Fashion companies around the globe have been urged to avoid ‘greenwashing’ as they “fall over themselves” to make sustainability claims. 

While retailers and labels like Sainsbury’s and Fat Face have publicly committed to cutting emissions across their operations by 2040 and 2025, respectively, GlobalData apparel correspondent Michelle Russell warns they risk accusations of ‘greenwashing’ when the real issue lies in the supply chain.  

Sainsbury’s and Fat face have joined a raft of global fashion firms signing up to initiatives such as the UN Fashion Charter and the Fashion Pact, or chartering their own course to hit sustainability goals.

Russell argues that while these commitments mark “a step in the right direction,” many of the companies who have signed up have been accused of greenwashing by spending more on marketing themselves as environmentally friendly than on reducing their environmental impact.

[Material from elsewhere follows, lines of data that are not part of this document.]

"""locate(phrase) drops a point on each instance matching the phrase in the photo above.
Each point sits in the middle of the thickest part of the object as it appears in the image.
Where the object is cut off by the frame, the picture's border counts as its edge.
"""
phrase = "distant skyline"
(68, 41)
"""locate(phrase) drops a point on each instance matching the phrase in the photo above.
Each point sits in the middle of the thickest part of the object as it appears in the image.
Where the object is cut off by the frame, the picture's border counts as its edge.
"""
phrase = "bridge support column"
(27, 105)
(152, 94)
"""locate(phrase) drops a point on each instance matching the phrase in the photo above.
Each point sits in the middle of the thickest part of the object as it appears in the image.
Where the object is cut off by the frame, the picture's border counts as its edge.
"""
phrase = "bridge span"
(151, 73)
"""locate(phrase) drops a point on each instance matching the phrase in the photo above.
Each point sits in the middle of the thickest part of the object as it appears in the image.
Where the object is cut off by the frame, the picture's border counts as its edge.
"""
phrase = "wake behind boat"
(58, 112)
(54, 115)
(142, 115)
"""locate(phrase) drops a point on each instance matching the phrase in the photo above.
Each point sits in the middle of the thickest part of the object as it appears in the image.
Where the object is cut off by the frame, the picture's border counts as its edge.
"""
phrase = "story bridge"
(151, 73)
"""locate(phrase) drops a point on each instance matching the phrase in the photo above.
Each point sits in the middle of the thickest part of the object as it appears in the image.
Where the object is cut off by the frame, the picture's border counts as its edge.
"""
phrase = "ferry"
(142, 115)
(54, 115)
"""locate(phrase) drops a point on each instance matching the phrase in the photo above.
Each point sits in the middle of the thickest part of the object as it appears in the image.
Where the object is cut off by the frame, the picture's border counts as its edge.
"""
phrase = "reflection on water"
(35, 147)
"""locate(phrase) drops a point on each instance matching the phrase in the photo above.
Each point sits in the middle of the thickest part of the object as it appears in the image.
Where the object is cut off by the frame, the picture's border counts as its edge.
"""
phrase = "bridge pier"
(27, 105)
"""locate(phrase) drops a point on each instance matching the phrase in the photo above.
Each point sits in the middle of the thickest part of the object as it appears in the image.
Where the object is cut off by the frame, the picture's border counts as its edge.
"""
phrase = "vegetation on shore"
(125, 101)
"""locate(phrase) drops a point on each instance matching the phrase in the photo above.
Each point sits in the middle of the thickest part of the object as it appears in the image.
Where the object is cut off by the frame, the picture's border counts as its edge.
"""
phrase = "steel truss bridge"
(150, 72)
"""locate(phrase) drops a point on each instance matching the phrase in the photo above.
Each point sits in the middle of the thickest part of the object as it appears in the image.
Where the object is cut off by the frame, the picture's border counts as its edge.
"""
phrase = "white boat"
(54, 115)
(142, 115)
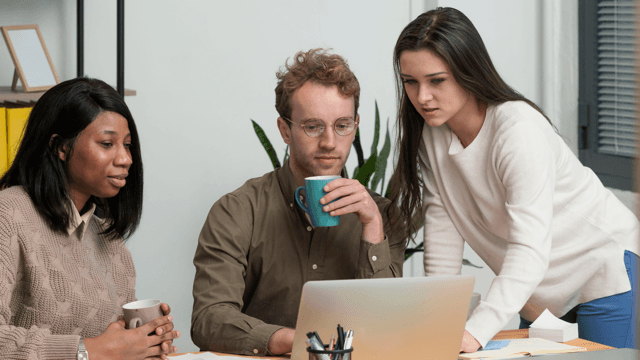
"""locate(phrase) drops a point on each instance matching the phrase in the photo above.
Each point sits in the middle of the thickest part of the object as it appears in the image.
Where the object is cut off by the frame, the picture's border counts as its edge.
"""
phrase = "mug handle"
(297, 196)
(134, 323)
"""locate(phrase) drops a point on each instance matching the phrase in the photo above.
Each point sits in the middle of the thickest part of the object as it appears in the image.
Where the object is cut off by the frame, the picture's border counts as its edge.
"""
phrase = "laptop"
(396, 318)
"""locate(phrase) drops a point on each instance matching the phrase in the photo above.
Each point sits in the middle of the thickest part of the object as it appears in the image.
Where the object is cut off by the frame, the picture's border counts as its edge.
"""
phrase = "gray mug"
(140, 312)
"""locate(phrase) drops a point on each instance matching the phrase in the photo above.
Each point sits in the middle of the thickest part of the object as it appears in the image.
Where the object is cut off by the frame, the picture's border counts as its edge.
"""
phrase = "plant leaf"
(365, 172)
(266, 144)
(358, 146)
(381, 163)
(376, 134)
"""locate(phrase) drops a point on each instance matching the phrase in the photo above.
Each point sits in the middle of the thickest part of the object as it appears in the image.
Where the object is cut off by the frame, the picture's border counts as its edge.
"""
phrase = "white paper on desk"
(522, 347)
(207, 356)
(549, 327)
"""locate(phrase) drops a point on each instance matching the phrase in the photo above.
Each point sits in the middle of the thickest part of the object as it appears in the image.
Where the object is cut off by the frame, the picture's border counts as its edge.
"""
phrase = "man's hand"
(281, 342)
(469, 343)
(354, 198)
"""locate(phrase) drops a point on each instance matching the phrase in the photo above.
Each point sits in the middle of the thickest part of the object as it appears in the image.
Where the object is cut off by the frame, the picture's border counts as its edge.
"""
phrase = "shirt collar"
(77, 220)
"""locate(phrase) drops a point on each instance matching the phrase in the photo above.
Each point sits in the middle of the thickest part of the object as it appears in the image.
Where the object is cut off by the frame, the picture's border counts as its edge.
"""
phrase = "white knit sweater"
(544, 223)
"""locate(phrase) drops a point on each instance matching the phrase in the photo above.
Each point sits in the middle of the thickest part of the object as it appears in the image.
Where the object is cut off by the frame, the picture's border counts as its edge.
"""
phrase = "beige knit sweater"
(56, 287)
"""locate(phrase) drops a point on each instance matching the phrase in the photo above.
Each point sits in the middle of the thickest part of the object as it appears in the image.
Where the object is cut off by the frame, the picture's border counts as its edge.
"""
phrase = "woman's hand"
(469, 343)
(133, 344)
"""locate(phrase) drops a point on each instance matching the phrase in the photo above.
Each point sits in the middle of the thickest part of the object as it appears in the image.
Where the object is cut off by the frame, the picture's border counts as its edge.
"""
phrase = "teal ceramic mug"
(313, 187)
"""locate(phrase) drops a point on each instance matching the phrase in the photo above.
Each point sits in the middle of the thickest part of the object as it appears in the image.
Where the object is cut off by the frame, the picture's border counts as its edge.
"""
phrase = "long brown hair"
(449, 34)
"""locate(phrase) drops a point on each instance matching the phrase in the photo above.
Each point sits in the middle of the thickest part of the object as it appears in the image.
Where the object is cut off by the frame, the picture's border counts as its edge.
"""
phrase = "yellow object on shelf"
(16, 123)
(4, 155)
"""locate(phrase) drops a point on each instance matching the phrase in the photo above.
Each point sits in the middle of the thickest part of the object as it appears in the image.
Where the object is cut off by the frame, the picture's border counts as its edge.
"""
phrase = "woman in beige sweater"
(72, 194)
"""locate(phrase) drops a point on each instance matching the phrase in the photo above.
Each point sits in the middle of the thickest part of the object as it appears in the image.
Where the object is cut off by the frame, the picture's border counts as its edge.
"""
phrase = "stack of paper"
(549, 327)
(522, 347)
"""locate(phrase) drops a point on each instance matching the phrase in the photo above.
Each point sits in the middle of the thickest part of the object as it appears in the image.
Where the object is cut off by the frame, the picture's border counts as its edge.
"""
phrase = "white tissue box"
(567, 333)
(549, 327)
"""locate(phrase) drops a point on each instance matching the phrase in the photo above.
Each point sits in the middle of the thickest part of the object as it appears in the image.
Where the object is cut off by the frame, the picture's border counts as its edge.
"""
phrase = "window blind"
(617, 84)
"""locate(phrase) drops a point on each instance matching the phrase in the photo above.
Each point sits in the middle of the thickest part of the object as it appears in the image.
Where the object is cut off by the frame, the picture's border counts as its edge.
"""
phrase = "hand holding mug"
(346, 196)
(123, 344)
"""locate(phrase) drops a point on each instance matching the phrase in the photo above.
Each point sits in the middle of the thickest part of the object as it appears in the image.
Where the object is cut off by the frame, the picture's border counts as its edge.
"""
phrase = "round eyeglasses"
(315, 127)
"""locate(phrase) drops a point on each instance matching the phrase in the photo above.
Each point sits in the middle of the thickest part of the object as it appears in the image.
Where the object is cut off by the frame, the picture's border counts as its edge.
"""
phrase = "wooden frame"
(33, 64)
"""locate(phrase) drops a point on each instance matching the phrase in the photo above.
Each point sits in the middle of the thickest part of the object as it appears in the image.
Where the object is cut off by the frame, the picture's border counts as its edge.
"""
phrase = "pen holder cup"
(330, 354)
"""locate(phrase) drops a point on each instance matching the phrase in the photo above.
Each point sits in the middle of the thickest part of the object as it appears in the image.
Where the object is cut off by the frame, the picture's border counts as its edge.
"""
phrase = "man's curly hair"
(318, 66)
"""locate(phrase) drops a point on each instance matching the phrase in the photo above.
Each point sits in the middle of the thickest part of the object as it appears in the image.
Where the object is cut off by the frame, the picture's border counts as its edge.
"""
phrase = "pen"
(347, 344)
(331, 345)
(316, 344)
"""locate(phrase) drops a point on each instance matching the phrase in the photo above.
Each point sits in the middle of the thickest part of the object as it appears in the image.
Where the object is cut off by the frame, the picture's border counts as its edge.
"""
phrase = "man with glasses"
(257, 247)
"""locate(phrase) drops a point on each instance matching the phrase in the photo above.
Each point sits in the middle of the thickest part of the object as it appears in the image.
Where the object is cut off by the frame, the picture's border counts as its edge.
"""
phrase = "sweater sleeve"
(17, 342)
(443, 244)
(526, 166)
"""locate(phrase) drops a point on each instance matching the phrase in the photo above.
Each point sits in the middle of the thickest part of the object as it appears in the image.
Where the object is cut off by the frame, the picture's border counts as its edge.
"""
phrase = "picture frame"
(33, 65)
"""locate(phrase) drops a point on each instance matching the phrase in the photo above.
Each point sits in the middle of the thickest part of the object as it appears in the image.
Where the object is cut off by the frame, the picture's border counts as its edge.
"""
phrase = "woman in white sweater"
(495, 174)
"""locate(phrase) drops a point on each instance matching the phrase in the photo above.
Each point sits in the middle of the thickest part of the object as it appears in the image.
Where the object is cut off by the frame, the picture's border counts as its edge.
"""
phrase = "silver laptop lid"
(396, 318)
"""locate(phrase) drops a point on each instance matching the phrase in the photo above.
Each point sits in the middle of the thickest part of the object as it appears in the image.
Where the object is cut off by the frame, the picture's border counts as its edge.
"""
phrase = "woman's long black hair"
(450, 35)
(66, 110)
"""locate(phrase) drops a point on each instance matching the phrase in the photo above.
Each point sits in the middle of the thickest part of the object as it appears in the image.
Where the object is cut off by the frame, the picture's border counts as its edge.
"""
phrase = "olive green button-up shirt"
(255, 252)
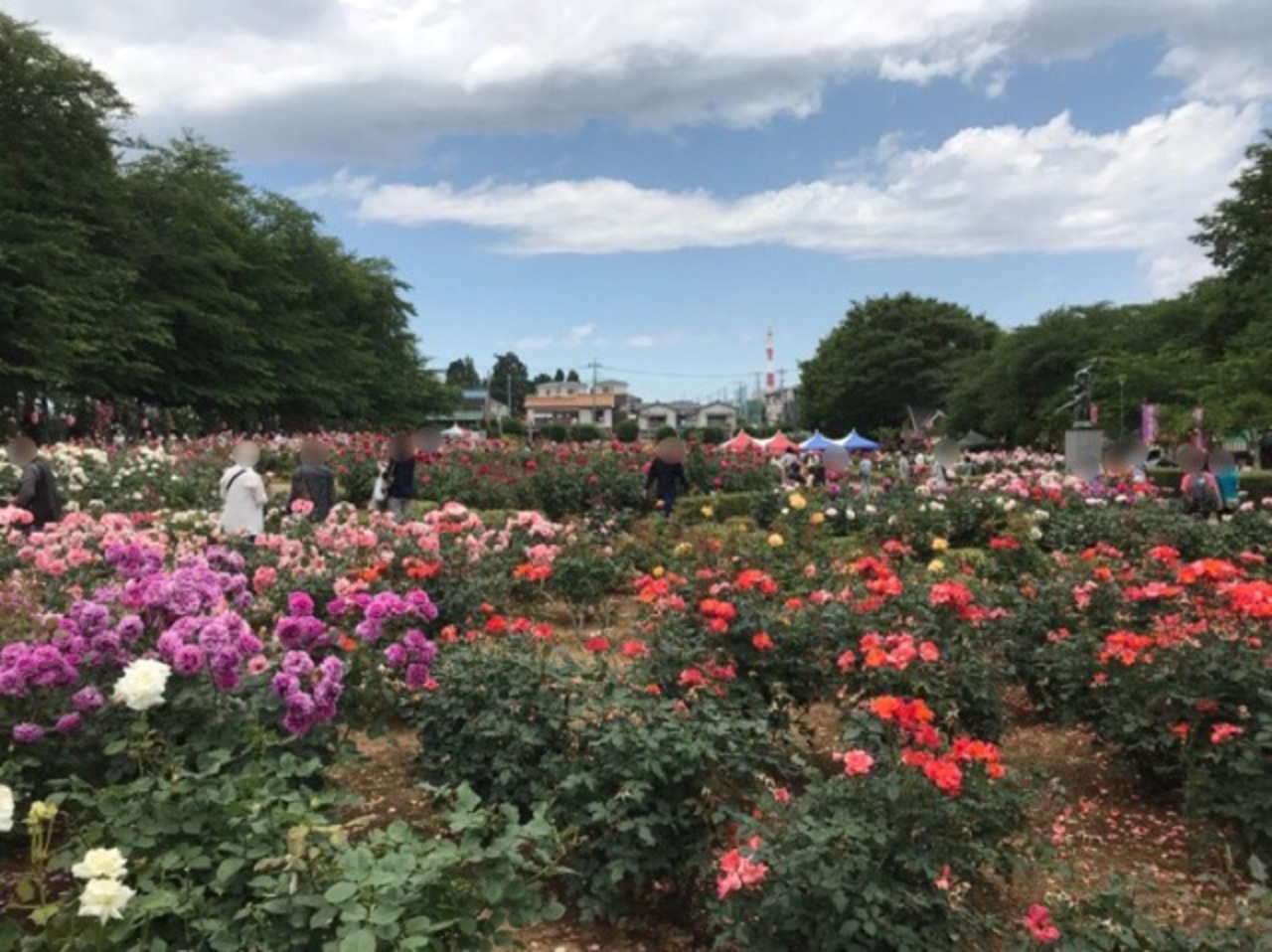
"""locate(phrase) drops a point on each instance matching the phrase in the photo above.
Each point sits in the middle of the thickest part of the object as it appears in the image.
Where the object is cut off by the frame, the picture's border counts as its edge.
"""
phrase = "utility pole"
(594, 367)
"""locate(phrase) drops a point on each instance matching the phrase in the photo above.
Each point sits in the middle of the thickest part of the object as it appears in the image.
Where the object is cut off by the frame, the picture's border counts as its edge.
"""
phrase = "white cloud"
(377, 77)
(573, 338)
(1047, 189)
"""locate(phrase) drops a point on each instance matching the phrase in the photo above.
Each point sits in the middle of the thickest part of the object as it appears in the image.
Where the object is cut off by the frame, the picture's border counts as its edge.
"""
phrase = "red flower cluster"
(894, 651)
(717, 613)
(1040, 928)
(754, 579)
(739, 871)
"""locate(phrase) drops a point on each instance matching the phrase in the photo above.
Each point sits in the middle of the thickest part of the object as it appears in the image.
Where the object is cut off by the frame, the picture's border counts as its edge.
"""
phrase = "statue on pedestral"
(1082, 391)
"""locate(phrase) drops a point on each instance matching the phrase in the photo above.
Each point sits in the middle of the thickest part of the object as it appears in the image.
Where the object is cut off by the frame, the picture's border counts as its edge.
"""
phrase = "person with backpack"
(864, 471)
(1200, 493)
(313, 481)
(399, 477)
(243, 495)
(667, 475)
(37, 488)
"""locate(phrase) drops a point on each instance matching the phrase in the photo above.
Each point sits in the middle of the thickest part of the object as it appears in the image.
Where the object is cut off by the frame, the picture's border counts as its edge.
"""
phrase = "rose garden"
(1003, 715)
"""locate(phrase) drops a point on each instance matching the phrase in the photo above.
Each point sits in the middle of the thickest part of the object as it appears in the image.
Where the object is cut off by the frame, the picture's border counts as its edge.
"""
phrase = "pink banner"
(1149, 424)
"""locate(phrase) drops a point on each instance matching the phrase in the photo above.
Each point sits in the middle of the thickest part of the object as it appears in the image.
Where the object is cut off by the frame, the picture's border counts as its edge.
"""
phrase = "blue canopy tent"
(817, 443)
(857, 442)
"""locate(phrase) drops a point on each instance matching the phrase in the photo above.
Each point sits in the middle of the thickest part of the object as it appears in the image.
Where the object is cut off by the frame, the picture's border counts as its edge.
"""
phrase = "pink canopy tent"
(780, 444)
(741, 443)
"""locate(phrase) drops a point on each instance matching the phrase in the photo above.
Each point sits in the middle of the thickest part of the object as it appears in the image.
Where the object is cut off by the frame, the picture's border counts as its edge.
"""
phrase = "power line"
(684, 376)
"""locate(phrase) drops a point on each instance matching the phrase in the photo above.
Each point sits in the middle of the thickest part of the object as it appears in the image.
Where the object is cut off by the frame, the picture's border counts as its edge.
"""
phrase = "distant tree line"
(151, 281)
(1209, 348)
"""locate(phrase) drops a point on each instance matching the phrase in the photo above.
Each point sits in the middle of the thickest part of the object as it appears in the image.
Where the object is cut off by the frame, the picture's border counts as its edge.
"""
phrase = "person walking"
(37, 488)
(667, 475)
(864, 471)
(243, 495)
(399, 477)
(313, 480)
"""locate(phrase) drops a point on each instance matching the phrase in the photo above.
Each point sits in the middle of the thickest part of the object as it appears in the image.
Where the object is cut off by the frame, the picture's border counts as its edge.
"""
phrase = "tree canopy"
(462, 375)
(510, 380)
(157, 279)
(1208, 347)
(885, 355)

“The bulk of a company’s greenhouse gas emissions, for example, are generated in its supply chain, so brands need to be taking their supplier networks into account when setting out their pledges if they are to even come close to mitigating emissions.”

“It would be encouraging if more companies acted like Levi Strauss, which set targets in 2018 for reducing carbon emissions across its owned-and-operated facilities and global supply chain by 2025. Unfortunately, there many companies that aren’t in complete control of their whole business operations and visibility across the value chain is non-existent, or limited, at best,” says Russell. 

She adds that there is also the challenge of investment, which she believes is a huge factor holding brands back.

According to the Carbon Trust, as much as 80 per cent of a company’s total carbon impact lies outside its direct operational control making it hard to make verifiable claims about environmental progress.

“Gucci CEO Marco Bizzarri recently issued a cross-industry call to other CEOs to implement a “360-degree climate strategy,” taking “full responsibility and accountability” for the total greenhouse emissions generated by their business activities. 

“As such, he launched the ‘CEO Carbon Neutral Challenge,’ which covers both a company’s operations and its entire supply chain,” says Russell.

Another leader in sustainability is Maya Rommwatt, a fashion campaigner for environmental group Stand Earth. She argues that commitments such as the Fashion Charter are encouraging but don’t go far enough.

“To get really excited, we’d like to see signatories pledge to make deeper and faster emissions cuts aligned with a pathway to 1.5 degrees, which is what current science tells us we must be aiming for if we want to reduce the worst impacts of climate change. This would mean committing to reducing absolute climate pollution in their global supply chains by at least 40 per cent by 2025, setting specific renewable energy goals for their factories and mills, and pledging to avoid false solutions like reaching ‘carbon neutrality’ through mass carbon offsets.”